Five countries skip G20 meeting in Srinagar, confirms Foreign Office

China, Saudi Arabia, Turkiye, Egypt and Oman stayed away from the G20 meeting on tourism hosted by India


Kamran Yousaf May 25, 2023
A man paints a wall with the G20 logo in the region's main city of Srinagar. PHOTO: AFP

ISLAMABAD:

Pakistan on Thursday confirmed that China, Saudi Arabia, Turkiye, Egypt and Oman stayed away from the G20 meeting on tourism hosted by India this week in the disputed Jammu and Kashmir region.

"We greatly appreciate the People’s Republic of China, the Kingdom of Saudi Arabia, the Republic of Turkiye, the Arab Republic of Egypt and the Sultanate of Oman for not attending the Srinagar meeting. These countries have stood for international law and for the primacy of the UN Charter," read a statement issued by the Foreign Office on Thursday, a day after three-day working group meeting on tourism of G20 countries concluded in Srinagar.

This was the first major global event India hosted in the disputed territory since it revoked its special status in August 2019.

Pakistan strongly opposed the Indian move and issued a fresh statement categorically rejecting India’s move to host the meeting of the G20 Tourism Working Group in Srinagar between May 22 and 24.

Read more: Friends of Pakistan shun India's G20 meet in Srinagar

​"Jammu and Kashmir is an internationally recognised disputed territory. The dispute has remained on the agenda of the United Nations Security Council for over seven decades. In that backdrop, India hosted this meeting in IIOJK in complete disregard of the relevant UN Security Council Resolutions, principles of the UN charter and international law," the statement said.

"Holding the G20 meeting in a disputed territory is a betrayal to the people of IIOJK. For the last seven decades, they have been waiting for the international community to pay attention to their plight and to bring an end to the occupation and human rights violations," it added.

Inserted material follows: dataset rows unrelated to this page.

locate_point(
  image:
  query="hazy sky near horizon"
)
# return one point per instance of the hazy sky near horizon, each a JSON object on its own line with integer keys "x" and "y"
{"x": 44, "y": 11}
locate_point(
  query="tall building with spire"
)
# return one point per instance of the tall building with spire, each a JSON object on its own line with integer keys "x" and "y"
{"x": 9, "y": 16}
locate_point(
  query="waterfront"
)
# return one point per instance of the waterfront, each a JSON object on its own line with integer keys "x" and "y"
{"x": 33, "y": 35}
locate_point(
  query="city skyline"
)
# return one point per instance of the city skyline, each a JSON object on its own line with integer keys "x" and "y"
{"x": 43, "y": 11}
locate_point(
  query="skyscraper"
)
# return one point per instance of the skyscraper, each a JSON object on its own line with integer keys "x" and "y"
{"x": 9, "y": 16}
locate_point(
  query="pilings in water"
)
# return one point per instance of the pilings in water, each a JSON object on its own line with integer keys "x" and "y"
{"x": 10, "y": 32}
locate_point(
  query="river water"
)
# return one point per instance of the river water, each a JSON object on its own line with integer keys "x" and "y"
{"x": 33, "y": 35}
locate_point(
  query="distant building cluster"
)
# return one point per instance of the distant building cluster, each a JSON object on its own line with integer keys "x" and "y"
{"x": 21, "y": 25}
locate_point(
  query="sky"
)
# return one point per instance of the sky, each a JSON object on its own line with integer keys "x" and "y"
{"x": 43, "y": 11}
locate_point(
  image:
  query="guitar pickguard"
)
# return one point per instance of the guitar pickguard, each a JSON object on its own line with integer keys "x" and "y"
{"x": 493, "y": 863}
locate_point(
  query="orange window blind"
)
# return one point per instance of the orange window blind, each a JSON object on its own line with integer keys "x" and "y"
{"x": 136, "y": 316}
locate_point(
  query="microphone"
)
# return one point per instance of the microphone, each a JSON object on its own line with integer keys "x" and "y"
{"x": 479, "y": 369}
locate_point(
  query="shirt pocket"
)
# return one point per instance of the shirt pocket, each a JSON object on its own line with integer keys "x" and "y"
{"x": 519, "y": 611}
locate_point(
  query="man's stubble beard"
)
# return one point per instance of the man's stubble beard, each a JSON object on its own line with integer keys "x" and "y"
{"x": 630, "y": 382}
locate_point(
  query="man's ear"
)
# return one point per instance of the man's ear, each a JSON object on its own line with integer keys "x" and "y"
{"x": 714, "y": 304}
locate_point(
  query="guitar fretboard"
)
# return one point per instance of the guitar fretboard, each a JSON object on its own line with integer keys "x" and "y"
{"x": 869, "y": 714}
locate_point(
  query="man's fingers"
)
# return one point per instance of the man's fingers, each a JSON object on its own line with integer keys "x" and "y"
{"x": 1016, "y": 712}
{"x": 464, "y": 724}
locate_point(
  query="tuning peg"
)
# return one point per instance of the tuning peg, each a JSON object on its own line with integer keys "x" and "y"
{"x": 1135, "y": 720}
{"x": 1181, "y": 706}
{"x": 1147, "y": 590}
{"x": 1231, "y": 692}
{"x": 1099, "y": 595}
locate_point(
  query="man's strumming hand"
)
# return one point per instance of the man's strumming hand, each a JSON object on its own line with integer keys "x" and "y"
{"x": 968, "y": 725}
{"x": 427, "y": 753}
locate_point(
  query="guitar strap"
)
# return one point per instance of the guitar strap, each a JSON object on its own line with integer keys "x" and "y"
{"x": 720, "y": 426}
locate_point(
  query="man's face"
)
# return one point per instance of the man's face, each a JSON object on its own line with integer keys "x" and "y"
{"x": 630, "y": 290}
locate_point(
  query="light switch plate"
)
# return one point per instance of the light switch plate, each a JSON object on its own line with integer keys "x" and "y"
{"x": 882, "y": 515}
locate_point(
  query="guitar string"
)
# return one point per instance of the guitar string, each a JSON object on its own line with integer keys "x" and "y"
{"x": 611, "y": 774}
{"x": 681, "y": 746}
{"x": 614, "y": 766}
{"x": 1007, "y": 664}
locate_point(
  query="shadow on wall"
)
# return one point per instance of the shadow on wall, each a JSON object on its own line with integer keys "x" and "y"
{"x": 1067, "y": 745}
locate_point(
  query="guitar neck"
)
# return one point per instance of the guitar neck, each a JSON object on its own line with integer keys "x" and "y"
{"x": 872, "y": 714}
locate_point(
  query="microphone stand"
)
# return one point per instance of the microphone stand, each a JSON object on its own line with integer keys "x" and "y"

The statement said that tourism and development cannot be promoted by holding the local population hostage and denying them their rights and freedoms. "By holding the G20 meeting in Srinagar, India cannot hide the reality of its illegal occupation of IIOJK and oppression of the Kashmiri people."

"India’s facade of normalcy in Kashmir is met by the harsh reality that IIOJK remains one of the most militarised zones on the planet. The extreme security measures, arbitrary arrests and harassment of the local population around the Srinagar meeting refute the claims of normalcy in the colonised territory."

The foreign office said that India had clearly failed in hiding the reality in IIOJK behind a veneer of normalcy, as demonstrated by low-level representation and the absence of a number of important invitees at the Srinagar meeting.

The statement said the G20 was established, primarily, to address global financial and economic issues. By holding this meeting in the occupied territory, India has politicised yet another international forum, and is exploiting its position as the current Chair to advance its self-serving agenda.

​It said India should instead provide unhindered access to the international media and independent human rights organisations to report on the situation in IIOJK. It must bring an end to the repression it has unleashed there, agree to the establishment of the UN Commission of Inquiry and hold a UN supervised plebiscite for the people of Kashmir to determine their own future.

Pakistan, for its part, will continue to extend its moral, diplomatic and political support to the Kashmiri people’s just struggle for realisation of their inalienable right to self-determination, as enshrined in the relevant UN Security Council Resolutions, the statement concluded.